Latency Redundancy Trade off in Distributed Storage Systems

Saraswathy RM




A distributed storage system is a collection of stand-alone servers that have the data distributed over them. Due to the scaling and reliability it provides, distributed storage systems are used for data storage across various applications including financial services, e-commerce, media, military applications, etc. System parameters for most distributed storage systems are chosen based on intuition rather than sound reasoning. This could lead to delay in serving a customer and hence loss of revenue. Hence, an analysis of the latency associated with read and write requests to the system would help in designing an optimal system. We study a distributed storage system with Master-Slave architecture, where the data is first written to a master server before being copied onto the slave servers in the system. In such a system, read latency decreases with redundancy as it can be served by any server, whereas write latency increases with redundancy, due to the increasing number of servers over which data needs to be written. This leads to a natural tradeoff between latency and redundancy in the system. In our work, we model the read and write request arrival process as Poisson with different rates. The arriving read and write requests to any server in the system is served exponentially at a rate that depends on the type of request. A server serves read or write request existing in its queue based on the priority setting of the system. In a read priority system, we assume that an incoming read request preempts any write request in service. Similarly, write request preempts read request in service in write priority system. When a write request receives service from master server, it joins all the slave servers at the same time, and exits the system on completion of service from them, thus forming a fork-join queue. Our objective is to characterise the optimal redundancy of the system by analysing the read and write queues in the system. In this regard, we approximate the fork-join queue as a system of uncoupled tandem queues with independent service rates. Since mean latency is proportional to the mean number of requests in the system, optimal redundancy is obtained when mean number of requests is minimum. Using the approximation for fork-join queue, we express optimal redundancy as a function of read and write load.

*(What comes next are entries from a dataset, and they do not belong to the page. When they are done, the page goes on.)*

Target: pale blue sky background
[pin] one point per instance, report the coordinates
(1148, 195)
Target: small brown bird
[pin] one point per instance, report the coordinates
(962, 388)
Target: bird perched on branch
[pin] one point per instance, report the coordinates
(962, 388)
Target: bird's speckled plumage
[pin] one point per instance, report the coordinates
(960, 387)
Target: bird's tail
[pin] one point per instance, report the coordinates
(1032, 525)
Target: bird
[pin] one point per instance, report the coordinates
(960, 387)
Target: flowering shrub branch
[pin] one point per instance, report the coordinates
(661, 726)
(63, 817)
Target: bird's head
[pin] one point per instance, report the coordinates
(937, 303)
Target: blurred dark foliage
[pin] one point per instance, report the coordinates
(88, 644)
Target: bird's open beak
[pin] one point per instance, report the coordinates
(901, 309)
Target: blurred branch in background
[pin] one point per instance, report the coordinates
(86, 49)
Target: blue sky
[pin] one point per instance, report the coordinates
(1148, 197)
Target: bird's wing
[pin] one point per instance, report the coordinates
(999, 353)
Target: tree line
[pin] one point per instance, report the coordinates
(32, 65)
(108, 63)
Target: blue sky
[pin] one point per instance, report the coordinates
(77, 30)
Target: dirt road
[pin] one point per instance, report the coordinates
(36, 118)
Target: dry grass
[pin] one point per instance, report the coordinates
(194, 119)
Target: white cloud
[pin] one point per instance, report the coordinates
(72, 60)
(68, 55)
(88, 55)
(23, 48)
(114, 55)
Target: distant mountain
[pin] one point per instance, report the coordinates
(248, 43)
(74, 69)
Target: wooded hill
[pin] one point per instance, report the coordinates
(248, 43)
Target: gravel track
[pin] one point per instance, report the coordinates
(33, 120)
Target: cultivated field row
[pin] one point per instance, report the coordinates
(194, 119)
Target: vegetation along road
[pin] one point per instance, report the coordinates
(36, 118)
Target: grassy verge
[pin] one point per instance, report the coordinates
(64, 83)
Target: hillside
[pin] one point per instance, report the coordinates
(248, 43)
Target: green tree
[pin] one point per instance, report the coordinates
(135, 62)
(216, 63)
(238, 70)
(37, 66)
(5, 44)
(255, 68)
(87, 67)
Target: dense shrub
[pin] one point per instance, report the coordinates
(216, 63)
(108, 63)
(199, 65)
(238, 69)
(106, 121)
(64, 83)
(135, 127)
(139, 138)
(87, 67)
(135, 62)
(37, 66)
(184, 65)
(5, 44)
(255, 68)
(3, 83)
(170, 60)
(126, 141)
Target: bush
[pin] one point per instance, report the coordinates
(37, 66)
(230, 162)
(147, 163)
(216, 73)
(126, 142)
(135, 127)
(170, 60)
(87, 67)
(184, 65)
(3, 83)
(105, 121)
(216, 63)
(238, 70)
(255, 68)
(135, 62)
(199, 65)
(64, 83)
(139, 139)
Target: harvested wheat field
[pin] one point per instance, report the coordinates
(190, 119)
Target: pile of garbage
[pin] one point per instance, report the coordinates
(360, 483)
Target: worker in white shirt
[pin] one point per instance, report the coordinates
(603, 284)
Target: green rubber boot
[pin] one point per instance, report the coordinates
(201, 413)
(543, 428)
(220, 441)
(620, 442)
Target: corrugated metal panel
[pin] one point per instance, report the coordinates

The major contributions of our work are the following:

• Unlike previous works on distributed storage systems, we characterise optimal redundancy by accounting for latency from both, read and write requests. • We provide closed-form approximation for optimal redundancy under different read and write load. • Further, we provide guidelines for system design by studying the variation in optimal redundancy for read and write priority system under varying load. • We study read and write latency separately while accounting for the influence from the other request class. Hence, the user can choose the right optimality for their system by weighing the read and write requests differently depending on their application.